# Abuse in relationship



## brokengirl (May 30, 2011)

Hi I wanted to share my story in the hope it would give me some insight and clarity into what is a very tough situation.
I’ve been with this man for 7 years. We got together through AA after my marriage had broken up.
He was so charming fun and kind I was drawn to him and he persued me for a relationship.
Things moved far too fast and we moved in together months after meeting with my then 11 year old daughter.
got pregnant very quickly looking back he put a lot of pressure on me for a baby.
Looking back I can’t believe I left myself so wide open and vulnerable.
My partner started to show his nasty side. Possessive, controlling, very abusive verbally and then physically. By then I was isolated from friends entirely. Between these periods he would be very loving leaving me totally confused.
In time I gave birth to my son and gave my partner an ultimatum. Get counselling to sort out anger issues or the relationship was over.
In the meantime my son wasn’t developing as he should and after a long period was diagnosed with severe autism. My world came crashing down. I had returned to work to try to regain my independence then had to give it up to care for my son. This made me more dependent than ever on my partner and the abuse started again.
Finally I took him to court for a protection order. If he’s violent or abusive again he will be removed from family home.
The abuse has stopped but now my partner resents me for taking him to court. I’m sick of it but can’t leave my home with nowhere to go. I am fearful of the future financially and personally with a severely autistic child.
I wouldn’t be able to pay for his therapies etc on my own.
I just feel I’m in a fog and in so much pain.


----------



## EleGirl (Dec 3, 2011)

What you describe is a predictable pattern for an abusive man. They can be very charming at first and push to get you attached to them quickly. Then once they have you, they start showing who they really are. Here are two books that can help you.

*Men Who Hate Women and the Women Who Love Them : When Loving Hurts and You Don't Know Why*


*Why Does He Do That?: Inside the Minds of Angry and Controlling Men*



brokengirl said:


> The abuse has stopped but now my partner resents me for taking him to court. I’m sick of it but can’t leave my home with nowhere to go.


While the physical abuse might have stopped, it sounds like the emotional abuse is still going on.
How much time and effort does he put into caring for son? It sounds like he’s not helping out much.


brokengirl said:


> I am fearful of the future financially and personally with a severely autistic child.
> I wouldn’t be able to pay for his therapies etc on my own.
> I just feel I’m in a fog and in so much pain.

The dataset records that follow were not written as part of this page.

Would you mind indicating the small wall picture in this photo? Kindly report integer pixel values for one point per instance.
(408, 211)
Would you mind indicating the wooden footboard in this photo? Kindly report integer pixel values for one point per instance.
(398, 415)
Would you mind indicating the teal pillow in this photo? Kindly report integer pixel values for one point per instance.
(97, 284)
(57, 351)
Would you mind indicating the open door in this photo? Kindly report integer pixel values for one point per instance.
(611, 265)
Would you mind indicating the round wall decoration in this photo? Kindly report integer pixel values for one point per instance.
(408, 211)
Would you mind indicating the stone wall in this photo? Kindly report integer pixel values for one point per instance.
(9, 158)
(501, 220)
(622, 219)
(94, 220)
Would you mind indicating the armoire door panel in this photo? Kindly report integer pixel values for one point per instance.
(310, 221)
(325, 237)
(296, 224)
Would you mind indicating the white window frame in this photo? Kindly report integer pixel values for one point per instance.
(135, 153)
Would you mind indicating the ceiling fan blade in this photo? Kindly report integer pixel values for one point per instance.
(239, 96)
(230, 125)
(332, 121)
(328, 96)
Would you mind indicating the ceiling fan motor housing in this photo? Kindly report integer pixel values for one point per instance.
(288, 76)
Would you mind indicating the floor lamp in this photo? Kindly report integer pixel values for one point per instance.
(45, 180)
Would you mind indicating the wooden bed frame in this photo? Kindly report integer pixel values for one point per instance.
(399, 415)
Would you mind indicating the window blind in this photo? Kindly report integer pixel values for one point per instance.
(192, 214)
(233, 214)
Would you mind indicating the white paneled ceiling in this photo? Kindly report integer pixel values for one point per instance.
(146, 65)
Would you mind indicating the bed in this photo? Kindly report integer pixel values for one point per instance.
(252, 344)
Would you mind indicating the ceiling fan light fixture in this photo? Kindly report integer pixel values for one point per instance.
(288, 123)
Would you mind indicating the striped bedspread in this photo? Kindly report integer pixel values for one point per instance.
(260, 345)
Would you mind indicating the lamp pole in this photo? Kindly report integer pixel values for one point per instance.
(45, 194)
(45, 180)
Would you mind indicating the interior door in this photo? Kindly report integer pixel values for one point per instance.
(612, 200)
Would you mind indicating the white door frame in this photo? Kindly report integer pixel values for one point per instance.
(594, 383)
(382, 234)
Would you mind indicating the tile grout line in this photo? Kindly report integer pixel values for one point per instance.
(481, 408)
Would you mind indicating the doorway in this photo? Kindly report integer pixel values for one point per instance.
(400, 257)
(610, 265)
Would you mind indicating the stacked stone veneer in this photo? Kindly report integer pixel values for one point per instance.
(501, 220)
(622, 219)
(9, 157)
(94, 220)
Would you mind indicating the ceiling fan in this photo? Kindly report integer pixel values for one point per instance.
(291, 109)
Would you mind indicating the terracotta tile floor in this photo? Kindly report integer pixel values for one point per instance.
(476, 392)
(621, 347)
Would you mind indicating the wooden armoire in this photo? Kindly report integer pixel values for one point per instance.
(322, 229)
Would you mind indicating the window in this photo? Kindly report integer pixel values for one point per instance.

Why would you have to pay for your son’s therapies on your own if you divorce? His father is as responsible for this as you are. He will need to pay for a percentage of the therapies and care. Generally you will each pay according to the percentage you earn of your joint income.

Do you have any family who can help you some?

Find an organization near you that helps victims of abuse. Get into counseling and get some help.

Do you have access to money? Or does he control all the money in your relationship?

You need to find a job. You cannot get away from a bad situation if you are dependent him financially.


----------



## Blaine (Jul 23, 2015)

*Re: What to do*

Hi brokengirl I'm sorry for ur situation but unless he has a reason it will never change and just get worse, just as it got to the point of it happening in front of ur son. No being reported to the police is not enough. If you cant get out now start making plans. What to do and how to get out asap. And protect urself


----------



## brokengirl (May 30, 2011)

Thanks for advice. Yes I’ve sought all the help I can do far from women’s advisory to the courts. I have also applied for housing assistance but this takes a long time where I live.
I have always been independent but my sons condition makes it impossible to work at the moment as he can’t attend general daycare and I cannot afford to pay for a home carer. Respite care is non existent here and I have no family support as my mum has dementia and my father is very ill.
I have some good friends who would help but only on occasion as they have their own children to look after.
Believe me I’m trying but to be honest I’m worn out. 
My partner is actually pretty good with our son and looks after him at weekends when he’s not working but I don’t trust him to be fair when we split as he has a spiteful nature.
I feel me and my son will be the losers here ultimately


----------



## arbitrator (Feb 13, 2012)

brokengirl said:


> Thanks for advice. Yes I’ve sought all the help I can do far from women’s advisory to the courts. I have also applied for housing assistance but this takes a long time where I live.
> I have always been independent but my sons condition makes it impossible to work at the moment as he can’t attend general daycare and I cannot afford to pay for a home carer. Respite care is non existent here and I have no family support as my mum has dementia and my father is very ill.
> I have some good friends who would help but only on occasion as they have their own children to look after.
> Believe me I’m trying but to be honest I’m worn out.
> ...


*Please rest assured that you, your son and your daughter will all remain streadfast in my prayers!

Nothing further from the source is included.